George III had been five years king of England, and the French war which gave Canada to the British had just ended when the little family of Jacksons landed at Charleston in South Carolina. Having no money with which to purchase land, they set out with some others for the interior. Here, one hundred and fifty miles from civilization, and in the midst of a wilderness of dark pines, a little clearing was made near Waxhaw Creek, a log cabin erected, and a home established in the new land.
But the clearing bore only one small crop. Then the head of the house sickened and died; the widow was left with fear in her heart as to the future of herself and her two children. However, after the burial, she drove across the border into North Carolina, where her sister had established a home; and there in a log house, only a few days after her arrival, was born Andrew Jackson, seventh president of the republic, and one of its greatest soldiers.

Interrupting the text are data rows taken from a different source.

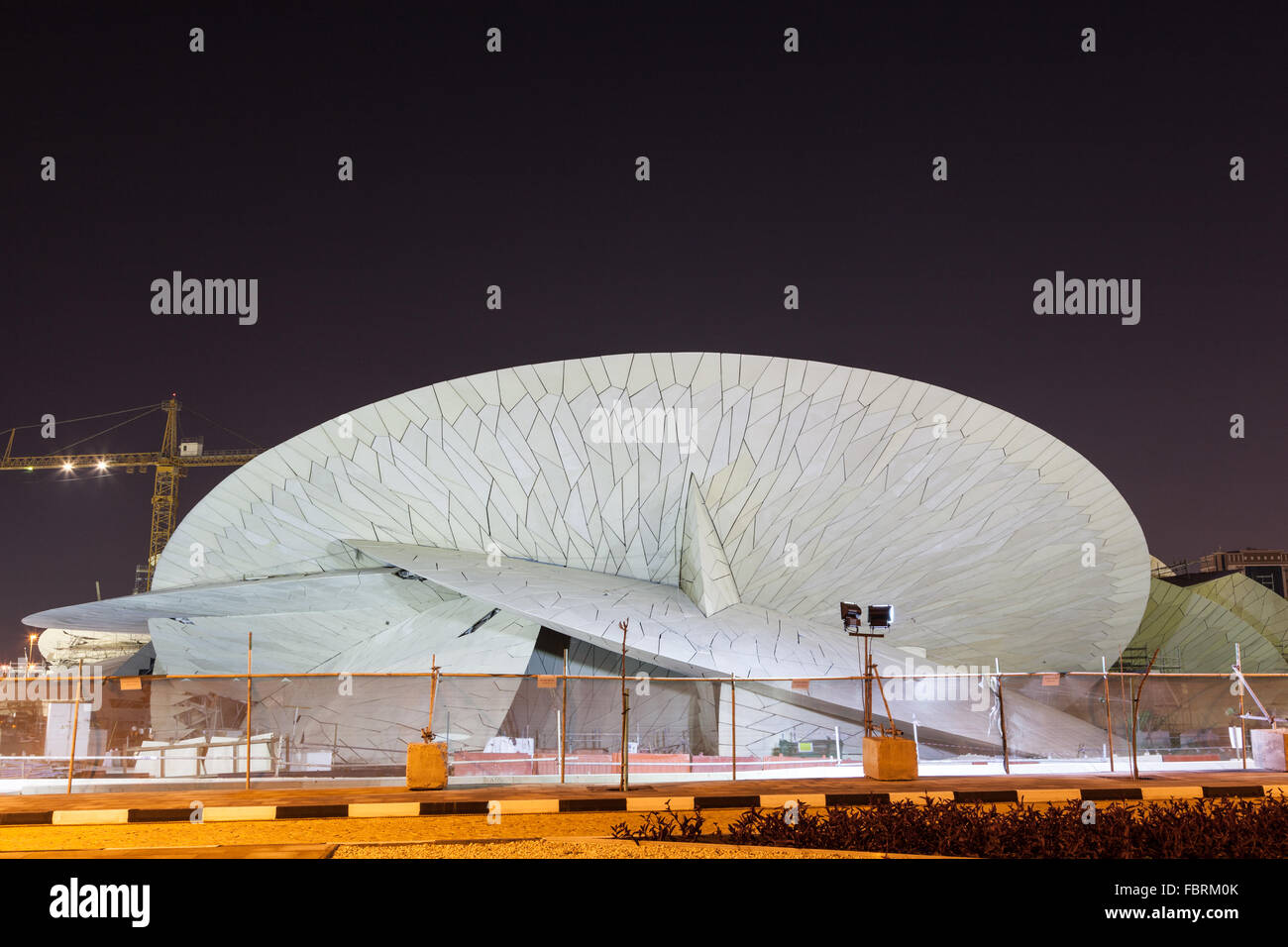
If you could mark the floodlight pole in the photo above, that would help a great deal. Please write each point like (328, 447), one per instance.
(1109, 712)
(71, 762)
(1134, 714)
(563, 724)
(1243, 722)
(248, 707)
(626, 735)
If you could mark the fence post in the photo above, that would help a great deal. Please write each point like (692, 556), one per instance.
(248, 707)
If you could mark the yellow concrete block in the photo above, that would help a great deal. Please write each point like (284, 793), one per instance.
(528, 806)
(90, 817)
(382, 809)
(239, 813)
(919, 797)
(426, 766)
(889, 758)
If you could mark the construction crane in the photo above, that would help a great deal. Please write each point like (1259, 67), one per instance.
(171, 463)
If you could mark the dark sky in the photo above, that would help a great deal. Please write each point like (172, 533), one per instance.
(518, 169)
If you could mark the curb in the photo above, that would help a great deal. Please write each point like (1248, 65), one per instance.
(524, 806)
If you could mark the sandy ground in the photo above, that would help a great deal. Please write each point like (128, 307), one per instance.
(322, 830)
(584, 848)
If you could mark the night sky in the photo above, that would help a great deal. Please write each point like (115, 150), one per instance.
(518, 169)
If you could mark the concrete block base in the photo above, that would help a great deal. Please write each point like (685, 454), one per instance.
(1267, 749)
(426, 766)
(889, 758)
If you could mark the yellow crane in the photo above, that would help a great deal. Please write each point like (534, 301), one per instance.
(171, 463)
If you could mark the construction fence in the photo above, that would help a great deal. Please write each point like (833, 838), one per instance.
(62, 731)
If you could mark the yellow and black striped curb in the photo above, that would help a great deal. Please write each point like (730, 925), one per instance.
(537, 806)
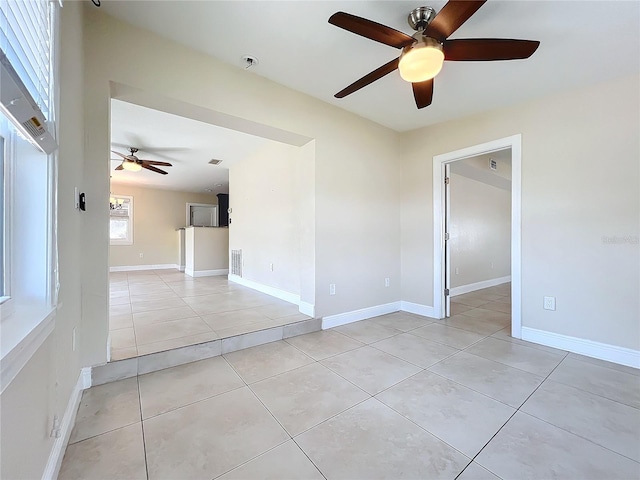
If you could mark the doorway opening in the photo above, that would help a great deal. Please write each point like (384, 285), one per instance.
(441, 200)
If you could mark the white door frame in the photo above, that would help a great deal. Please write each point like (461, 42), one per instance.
(515, 143)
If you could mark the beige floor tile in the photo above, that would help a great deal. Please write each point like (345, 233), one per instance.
(505, 334)
(324, 344)
(170, 330)
(530, 448)
(402, 321)
(286, 461)
(190, 383)
(458, 308)
(611, 424)
(117, 310)
(122, 338)
(123, 353)
(476, 472)
(165, 345)
(372, 441)
(606, 382)
(451, 336)
(525, 358)
(414, 349)
(306, 396)
(211, 437)
(370, 369)
(500, 382)
(464, 419)
(257, 363)
(160, 304)
(118, 454)
(483, 326)
(279, 310)
(604, 363)
(105, 408)
(219, 321)
(120, 321)
(366, 331)
(165, 315)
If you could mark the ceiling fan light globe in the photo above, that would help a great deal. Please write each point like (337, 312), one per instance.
(421, 61)
(131, 166)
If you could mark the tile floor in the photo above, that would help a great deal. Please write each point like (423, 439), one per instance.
(396, 396)
(157, 310)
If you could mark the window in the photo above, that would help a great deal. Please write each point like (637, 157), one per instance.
(121, 220)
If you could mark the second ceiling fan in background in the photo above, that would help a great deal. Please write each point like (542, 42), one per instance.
(424, 52)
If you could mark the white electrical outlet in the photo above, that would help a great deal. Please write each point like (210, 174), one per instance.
(549, 303)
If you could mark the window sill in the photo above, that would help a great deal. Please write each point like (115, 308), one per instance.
(24, 330)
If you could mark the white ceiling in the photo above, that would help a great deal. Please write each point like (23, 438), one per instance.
(185, 143)
(582, 42)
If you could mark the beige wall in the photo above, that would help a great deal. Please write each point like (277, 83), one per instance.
(206, 249)
(480, 229)
(268, 213)
(580, 183)
(43, 387)
(156, 216)
(356, 235)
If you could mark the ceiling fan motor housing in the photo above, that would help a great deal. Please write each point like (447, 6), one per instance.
(420, 18)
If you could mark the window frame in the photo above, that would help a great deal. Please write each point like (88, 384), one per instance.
(129, 240)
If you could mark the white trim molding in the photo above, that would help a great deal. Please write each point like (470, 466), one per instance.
(206, 273)
(439, 161)
(357, 315)
(134, 268)
(602, 351)
(417, 309)
(274, 292)
(52, 468)
(472, 287)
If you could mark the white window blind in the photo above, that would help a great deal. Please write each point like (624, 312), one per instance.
(26, 28)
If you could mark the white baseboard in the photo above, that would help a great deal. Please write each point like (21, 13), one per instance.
(274, 292)
(133, 268)
(357, 315)
(206, 273)
(418, 309)
(308, 309)
(66, 426)
(472, 287)
(602, 351)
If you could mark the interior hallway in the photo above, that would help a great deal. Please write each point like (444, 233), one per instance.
(396, 396)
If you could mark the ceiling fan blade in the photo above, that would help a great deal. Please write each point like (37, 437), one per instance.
(372, 30)
(451, 17)
(153, 169)
(423, 93)
(369, 78)
(487, 49)
(153, 162)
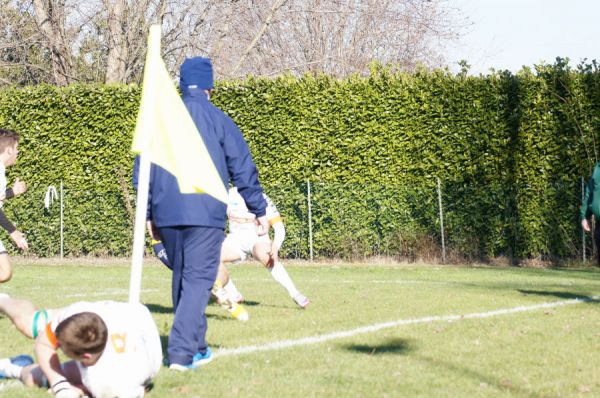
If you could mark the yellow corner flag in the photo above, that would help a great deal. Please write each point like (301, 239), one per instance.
(166, 133)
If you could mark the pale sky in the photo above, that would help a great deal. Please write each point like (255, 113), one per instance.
(506, 34)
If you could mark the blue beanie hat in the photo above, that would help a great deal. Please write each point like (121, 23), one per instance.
(196, 71)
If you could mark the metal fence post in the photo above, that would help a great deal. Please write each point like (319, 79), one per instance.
(310, 247)
(582, 230)
(441, 220)
(62, 236)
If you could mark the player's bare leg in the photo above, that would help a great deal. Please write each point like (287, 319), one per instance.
(261, 252)
(229, 255)
(236, 310)
(21, 313)
(5, 268)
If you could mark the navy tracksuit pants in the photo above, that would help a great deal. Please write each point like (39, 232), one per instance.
(194, 253)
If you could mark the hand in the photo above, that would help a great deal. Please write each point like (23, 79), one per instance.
(263, 225)
(152, 230)
(19, 238)
(19, 187)
(64, 389)
(585, 225)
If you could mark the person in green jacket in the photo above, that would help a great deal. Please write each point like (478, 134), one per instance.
(591, 205)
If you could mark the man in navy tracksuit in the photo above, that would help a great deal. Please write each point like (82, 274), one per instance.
(191, 226)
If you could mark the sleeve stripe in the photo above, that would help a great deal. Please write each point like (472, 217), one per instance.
(51, 336)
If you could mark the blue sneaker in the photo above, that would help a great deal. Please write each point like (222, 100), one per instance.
(202, 359)
(198, 360)
(19, 360)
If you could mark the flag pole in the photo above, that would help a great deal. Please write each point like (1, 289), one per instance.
(139, 231)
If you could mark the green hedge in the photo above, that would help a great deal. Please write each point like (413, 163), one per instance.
(510, 151)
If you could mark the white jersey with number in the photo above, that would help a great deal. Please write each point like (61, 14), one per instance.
(132, 355)
(240, 217)
(242, 234)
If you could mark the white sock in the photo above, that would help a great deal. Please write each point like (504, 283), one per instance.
(231, 290)
(280, 275)
(10, 370)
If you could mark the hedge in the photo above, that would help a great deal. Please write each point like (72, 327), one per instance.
(510, 150)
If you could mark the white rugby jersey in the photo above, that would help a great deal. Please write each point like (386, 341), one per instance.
(132, 354)
(238, 213)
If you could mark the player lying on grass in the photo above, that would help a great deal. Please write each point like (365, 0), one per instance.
(9, 149)
(241, 241)
(114, 348)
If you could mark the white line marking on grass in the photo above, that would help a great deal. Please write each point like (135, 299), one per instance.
(387, 281)
(278, 345)
(113, 292)
(10, 384)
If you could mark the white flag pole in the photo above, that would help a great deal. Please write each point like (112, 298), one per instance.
(139, 231)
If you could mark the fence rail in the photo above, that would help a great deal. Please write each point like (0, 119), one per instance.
(333, 220)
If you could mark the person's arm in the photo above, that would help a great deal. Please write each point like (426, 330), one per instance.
(17, 236)
(47, 358)
(243, 172)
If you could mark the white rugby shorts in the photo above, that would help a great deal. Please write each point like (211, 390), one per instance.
(243, 240)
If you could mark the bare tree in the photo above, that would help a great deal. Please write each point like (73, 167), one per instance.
(50, 17)
(105, 40)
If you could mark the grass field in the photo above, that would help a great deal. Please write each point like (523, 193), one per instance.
(370, 331)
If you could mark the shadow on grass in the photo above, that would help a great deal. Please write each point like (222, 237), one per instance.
(563, 295)
(159, 309)
(485, 381)
(164, 343)
(396, 346)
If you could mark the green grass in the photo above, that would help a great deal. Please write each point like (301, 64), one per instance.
(547, 352)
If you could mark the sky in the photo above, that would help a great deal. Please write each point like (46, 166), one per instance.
(507, 34)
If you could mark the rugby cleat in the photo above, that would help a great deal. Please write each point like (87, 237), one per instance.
(7, 363)
(198, 360)
(301, 300)
(238, 312)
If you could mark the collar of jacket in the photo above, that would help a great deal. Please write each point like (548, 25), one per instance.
(194, 92)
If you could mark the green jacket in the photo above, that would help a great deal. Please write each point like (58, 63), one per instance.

This was on March 15, 1767. About a month afterward Mrs. Jackson with her children set out for the home of her brother-in-law, named Crawford, who lived some distance away. Her sister, Crawford’s wife, was an invalid; and for ten years Mrs. Jackson lived with them as a sort of housekeeper.
In this frontier home Andrew Jackson grew up into a rather ungainly, rough, hot-tempered boy. Among his comrades he was something of a bully. It has been long said of such boys that they are usually cowards; but in Andrew’s case this was not true, for there was no more resolute spirit on the border than his, even at that early day. Andrew’s mother had some thought of making a minister of him; at any rate he was sent to the little log schoolhouse, and was taught to read; his handwriting was wretched and during the whole course of his life he never learned to spell.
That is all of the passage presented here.